I am so sorry to post such a post rather than the promised field-trip-to-Ampang-Forest post. But I just feel very heavy at heart. Very confused feeling. Everything jumbled up!

I actually cried myself to sleep last night, rather than not being able to sleep. Ok, perhaps it was also because I was unable to sleep. Everyday, I wake up early, never sleep in. When I got home, I am damn tired and had to really nap. When I wake up from my nap, I do not really get much work done. And I have to force myself to sleep around midnight. Usually, I would only be sleeping *successfully* after 1.30am. The cycle repeats. THIS IS SO EXHAUSTING.

Guess what?! I am not even Chee Sian who travels early to school at 6am by BUS or on FOOT for TWO whole hours. Yet he got work done! He is really disciplined and grabs time well.

Another example would be Mun Keat. Can you imagine someone who would rather ARRIVE at university at 6.30am EVERY WEEKDAYS even though his class starts only at 9am, or even worse, 12 noon? o.O I do not know if he cope well with his works but I think he should deal fine since he is just in his second semester (with plenty of help from us so-called-seniors)!

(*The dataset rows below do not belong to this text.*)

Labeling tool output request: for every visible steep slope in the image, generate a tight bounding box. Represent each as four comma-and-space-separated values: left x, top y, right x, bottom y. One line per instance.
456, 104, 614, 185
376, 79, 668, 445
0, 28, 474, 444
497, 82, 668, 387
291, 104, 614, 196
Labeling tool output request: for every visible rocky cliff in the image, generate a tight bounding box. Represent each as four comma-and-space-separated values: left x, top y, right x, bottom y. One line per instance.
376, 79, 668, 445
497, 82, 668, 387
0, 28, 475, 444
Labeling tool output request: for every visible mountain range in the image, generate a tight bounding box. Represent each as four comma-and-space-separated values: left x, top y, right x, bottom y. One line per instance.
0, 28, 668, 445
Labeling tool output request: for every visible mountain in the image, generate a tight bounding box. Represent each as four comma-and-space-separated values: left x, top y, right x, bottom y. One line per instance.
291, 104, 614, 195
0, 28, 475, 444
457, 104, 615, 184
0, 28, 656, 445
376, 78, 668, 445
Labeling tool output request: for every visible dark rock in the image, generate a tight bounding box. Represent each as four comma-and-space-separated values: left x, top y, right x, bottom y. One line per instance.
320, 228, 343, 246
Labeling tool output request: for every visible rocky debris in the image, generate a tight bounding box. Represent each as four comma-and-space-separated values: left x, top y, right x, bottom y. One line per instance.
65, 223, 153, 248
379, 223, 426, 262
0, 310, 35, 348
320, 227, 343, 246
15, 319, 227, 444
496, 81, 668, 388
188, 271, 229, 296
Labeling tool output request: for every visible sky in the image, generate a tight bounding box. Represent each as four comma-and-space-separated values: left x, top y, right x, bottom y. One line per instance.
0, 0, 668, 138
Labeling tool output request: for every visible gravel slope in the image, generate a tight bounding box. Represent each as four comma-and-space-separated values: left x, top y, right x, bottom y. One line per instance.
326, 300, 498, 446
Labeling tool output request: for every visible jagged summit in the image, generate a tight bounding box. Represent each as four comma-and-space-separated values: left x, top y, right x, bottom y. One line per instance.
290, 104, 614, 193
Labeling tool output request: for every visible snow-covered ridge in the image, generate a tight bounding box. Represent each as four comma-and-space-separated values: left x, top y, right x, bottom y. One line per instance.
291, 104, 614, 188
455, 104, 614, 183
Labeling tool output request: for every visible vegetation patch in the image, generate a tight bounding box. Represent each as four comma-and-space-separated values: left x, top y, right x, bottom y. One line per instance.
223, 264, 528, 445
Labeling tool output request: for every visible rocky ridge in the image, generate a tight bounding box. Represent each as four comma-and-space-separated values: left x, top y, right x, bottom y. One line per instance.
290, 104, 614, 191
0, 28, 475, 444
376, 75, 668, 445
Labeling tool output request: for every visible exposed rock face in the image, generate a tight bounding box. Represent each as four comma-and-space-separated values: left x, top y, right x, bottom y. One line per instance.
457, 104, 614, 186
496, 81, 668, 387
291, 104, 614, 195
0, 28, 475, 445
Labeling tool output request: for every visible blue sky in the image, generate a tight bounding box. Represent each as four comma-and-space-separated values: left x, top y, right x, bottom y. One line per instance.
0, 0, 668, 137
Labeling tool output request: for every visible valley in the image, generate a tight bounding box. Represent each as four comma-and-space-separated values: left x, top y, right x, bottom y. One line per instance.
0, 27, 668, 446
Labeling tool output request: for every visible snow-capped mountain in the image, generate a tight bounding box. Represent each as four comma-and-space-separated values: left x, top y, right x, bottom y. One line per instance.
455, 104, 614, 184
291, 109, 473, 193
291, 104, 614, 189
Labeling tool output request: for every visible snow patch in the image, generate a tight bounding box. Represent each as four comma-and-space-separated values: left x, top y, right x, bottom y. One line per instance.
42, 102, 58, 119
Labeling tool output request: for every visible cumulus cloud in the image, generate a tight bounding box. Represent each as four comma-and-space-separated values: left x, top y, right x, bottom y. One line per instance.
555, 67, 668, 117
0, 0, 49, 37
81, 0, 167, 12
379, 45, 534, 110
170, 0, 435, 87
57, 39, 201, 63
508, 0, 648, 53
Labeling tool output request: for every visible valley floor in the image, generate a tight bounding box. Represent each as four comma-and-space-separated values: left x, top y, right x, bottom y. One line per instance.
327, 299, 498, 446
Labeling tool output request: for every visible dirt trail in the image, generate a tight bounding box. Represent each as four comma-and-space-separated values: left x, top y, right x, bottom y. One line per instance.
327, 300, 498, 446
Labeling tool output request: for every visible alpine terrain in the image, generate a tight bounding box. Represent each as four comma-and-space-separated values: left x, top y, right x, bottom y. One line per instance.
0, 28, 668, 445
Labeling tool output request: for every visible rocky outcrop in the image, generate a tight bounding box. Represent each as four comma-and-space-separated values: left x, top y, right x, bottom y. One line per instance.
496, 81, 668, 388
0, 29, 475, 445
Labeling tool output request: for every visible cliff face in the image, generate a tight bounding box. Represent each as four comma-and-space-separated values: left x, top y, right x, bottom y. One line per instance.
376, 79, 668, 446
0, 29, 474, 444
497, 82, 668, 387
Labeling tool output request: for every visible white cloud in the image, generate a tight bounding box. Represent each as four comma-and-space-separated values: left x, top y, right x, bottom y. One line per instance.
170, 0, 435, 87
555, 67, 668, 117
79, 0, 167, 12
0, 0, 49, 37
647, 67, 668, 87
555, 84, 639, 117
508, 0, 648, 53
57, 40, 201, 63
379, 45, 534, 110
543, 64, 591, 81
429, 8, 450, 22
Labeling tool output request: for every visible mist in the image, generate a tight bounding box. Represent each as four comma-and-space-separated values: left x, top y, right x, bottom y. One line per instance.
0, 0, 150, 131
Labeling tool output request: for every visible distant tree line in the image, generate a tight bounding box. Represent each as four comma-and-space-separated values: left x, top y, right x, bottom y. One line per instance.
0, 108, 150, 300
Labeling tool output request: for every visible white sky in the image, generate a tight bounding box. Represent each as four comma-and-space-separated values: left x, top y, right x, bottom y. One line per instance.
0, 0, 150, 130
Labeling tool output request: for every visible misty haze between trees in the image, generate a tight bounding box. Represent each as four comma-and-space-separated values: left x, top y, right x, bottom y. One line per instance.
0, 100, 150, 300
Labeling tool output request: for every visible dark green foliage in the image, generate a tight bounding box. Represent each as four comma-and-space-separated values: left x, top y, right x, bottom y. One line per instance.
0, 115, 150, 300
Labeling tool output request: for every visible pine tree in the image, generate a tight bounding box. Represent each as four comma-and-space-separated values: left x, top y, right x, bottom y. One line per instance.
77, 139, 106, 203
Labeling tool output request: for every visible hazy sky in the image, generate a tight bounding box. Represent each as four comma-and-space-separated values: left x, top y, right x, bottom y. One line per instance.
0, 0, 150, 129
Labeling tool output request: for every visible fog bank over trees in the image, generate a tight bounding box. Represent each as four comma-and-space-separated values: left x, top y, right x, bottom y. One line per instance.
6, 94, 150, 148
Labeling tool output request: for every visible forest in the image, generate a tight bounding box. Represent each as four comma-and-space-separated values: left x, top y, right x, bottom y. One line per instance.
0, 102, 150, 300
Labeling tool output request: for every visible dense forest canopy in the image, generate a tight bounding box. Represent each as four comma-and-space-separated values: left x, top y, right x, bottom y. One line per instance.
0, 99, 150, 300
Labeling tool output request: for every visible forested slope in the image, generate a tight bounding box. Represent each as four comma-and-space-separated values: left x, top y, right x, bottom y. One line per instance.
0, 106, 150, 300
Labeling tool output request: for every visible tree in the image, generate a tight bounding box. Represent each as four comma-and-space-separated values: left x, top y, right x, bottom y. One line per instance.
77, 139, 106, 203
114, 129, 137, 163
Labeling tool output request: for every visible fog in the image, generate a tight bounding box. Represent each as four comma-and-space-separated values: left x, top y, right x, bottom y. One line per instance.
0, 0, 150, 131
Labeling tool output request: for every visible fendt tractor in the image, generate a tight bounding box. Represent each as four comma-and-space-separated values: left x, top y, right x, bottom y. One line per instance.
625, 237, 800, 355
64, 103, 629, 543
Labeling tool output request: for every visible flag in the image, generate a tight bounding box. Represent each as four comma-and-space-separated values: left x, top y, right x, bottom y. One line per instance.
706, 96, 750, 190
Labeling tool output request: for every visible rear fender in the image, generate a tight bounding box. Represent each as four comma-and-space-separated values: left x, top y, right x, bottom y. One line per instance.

Ok, what about Von Yi who has to deal with so much extra voluntary work which she could not afford to just let go? Tsk… I am really far from being a good student. I do not know if I really want things to change. Maybe I am just too stressed out about everyone completing work, ticking their to-do-list slowly yet I am here… BLOGGING!

Internet connection is another frustrating matter! Can you imagine downloading something, not even halfway through, it disconnects! I have to re-download the file again! HOW UPSETTING?! To load a page sometimes is really swift but when the internet is intermittent, I have to reload thousand times! ARGH! Makes me felt like I just want to watch some movie/drama or listen to songs/musics only.

I know it is ALL excuses. I could read what I have got and do what I can. But I did not. I chose to type this blog and update it when the internet allows me to! How disciplined! *clap clap clap*

Whatever my excuses are, I know there is something troubling me. Something I do not want to confide in most people. There is no need to tell others so much about this anyway. Not like they can help. I just figured sharing with friends is no longer the way when even people whom you think are friends JUDGE. But it is more like not wanting to see sympathetic looks/care from them!

One does know but I hope it stop there. I do not know why I told him even, out of the blue. Something I accidentally blurted out. But I believe he will keep it in. I hope. I just do not know why “it” came back to me. Maybe it is really environmental factor. I really need to manage the stress factor in order to prevent a full relapse. I do not want to be too dependent on certain stuff. I do not even know why out of so many, I am the one who got this. I know I am considered very lucky when many more others are at worse conditions. I think I should learn to be very grateful and glad its not any worse!

Still feeling heavy at heart,

The one who wants to be able to sleep as much as possible and forget about any other thing!!!